NYCJUG/2013-01-08

program readability, presenting code, spline, distance between points, analyze sentence, function composition, IDE versus command-line

Location:: BEST

Meeting Agenda for NYCJUG 20130108

1. Beginner's regatta: code readability and flexibility - an example of
finding the distance between two points: see "Distance Between Two Points
in J.pdf".


2. Show-and-tell: the usefulness of examples - see "Example Code for
Spline-fitting.doc".

Dissect: A graphical, 2-D J sentence analyzer; see "Introduction to Dissect
 - 2-D J Sentence Analyzer".


3. Advanced topics: See "The Benefits of Function Composition".

Using QT as the GUI for J?  Discuss.

Also, see "sketching a user interface with Denim.doc".

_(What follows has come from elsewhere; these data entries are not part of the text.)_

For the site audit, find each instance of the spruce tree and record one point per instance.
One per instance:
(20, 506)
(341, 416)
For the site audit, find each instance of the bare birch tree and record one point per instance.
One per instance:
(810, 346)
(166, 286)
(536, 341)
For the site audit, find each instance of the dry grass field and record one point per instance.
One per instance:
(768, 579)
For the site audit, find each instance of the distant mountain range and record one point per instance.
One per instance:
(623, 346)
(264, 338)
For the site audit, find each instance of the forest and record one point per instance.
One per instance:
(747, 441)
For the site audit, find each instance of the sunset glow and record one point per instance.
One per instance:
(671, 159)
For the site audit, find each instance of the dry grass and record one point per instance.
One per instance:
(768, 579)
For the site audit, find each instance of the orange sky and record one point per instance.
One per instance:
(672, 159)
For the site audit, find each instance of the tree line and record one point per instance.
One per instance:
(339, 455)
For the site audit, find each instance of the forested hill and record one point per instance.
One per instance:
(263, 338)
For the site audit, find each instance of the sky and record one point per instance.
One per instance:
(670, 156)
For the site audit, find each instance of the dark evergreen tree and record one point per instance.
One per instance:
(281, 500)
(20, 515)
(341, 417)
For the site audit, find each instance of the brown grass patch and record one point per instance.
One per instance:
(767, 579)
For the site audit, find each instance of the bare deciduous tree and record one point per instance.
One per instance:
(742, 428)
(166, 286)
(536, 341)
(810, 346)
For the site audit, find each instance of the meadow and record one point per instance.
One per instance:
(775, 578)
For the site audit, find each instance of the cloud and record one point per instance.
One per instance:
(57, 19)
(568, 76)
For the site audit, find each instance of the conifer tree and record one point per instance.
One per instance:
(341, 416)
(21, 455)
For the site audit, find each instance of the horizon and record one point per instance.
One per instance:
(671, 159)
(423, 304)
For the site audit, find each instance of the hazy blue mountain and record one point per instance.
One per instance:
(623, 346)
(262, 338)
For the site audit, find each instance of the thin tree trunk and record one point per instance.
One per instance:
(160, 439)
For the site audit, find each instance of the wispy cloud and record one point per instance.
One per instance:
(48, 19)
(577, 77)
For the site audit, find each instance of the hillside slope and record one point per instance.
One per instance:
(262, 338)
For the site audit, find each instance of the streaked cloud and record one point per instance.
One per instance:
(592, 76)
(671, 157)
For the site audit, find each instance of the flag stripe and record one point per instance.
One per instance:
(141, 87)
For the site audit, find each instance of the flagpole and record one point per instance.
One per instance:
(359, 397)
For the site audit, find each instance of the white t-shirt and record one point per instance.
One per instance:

4. Learning, teaching and promoting J, et al.: who needs an IDE?  See
"The IDE As a Bad Programming Language Smell.doc".

Beginner's regatta

Code Readability: Distance Between Two Points in emacs Lisp

[From http://www.mitchellsoftwareengineering.com/ProgrammingWithGNUEmacsLisp.pdf]

"Consider a function linelen that computes the distance between two points represented as dotted-pairs:

ELISP> (linelen '(0 . 0) '(1 . 1))
1.4142135623730951

Definition:

(defun linelen (p1 p2)
(setq x1 (car p1))
(setq y1 (cdr p1))
(setq x2 (car p2))
(setq y2 (cdr p2))
(setq xdiff (- x2 x1))
(setq ydiff (- y2 y1))
(sqrt (+ (* xdiff xdiff) (* ydiff ydiff))) ; return value )

How would you rate the readability of the above code?"

Distance Between Two Points in J

Since we have arrays in J, there's no need to add to the complexity of the code by treating the elements of an (X,Y) pair as separate, unrelated scalars as is done above. Also, at the end of our exercise, we'll see how much more general and flexible the resulting array code can be.

Say we have two named point-sets like this:

   pts0=. 0 0
   pts1=. 1 1

The difference between the Xs and the Ys in the respective sets is simply

   pts0-pts1
 _1 _1

Squaring each of these:

   *:pts0-pts1
1 1

Summing the squares:

   +/*:pts0-pts1
2

Taking the square root of the sum of the squares:

   %:+/*:pts0-pts1
1.41421

So, if we want to encapsulate this logic in a dyadic, explicit verb:

   linelen=: 4 : '%:+/*:x-y'

Checking our work:

   pts0 linelen pts1
1.41421

How would you rate the readability of the above code?

Variations on a Theme

But, wait, is this the best way to code this? Consider first that "square" (*:) and "square-root" (%:) are inverses applied “under” summation (+/) and we have an adverb that does just this: "under" (&.). Also consider that we may want a tacit form of this verb and we may want it to be monadic. Taking these first two together and using the tacit translator “13 : “ as a crutch, we might try this:

   13 : '+/&.*:x-y'
[: +/&.*: -
   pts0 ([: +/&.*: -) pts1
1 1

It doesn’t work – why? Based on the shape of the result, we might suspect a problem with rank. Unfortunately, we can’t specify the rank of an adverb:

   pts0 ([: +/(&."_)*: -) pts1
|syntax error
|   pts0([:+/(    &."_)*:-)pts1

Abandoning this idea for the time being, let’s look instead at representing this tacitly as a monadic verb. An advantage of a monadic verb is that we can take a single argument – a 2 x n array of point pairs.

   ]pp=: pts0,:pts1
0 0
1 1
   ([:%:[:+/[:*:[:-/]) pp
1.41421

Notice how this requires us to use minus reduction (-/) instead of subtraction. Let’s extend this to more point pairs to see how it fares.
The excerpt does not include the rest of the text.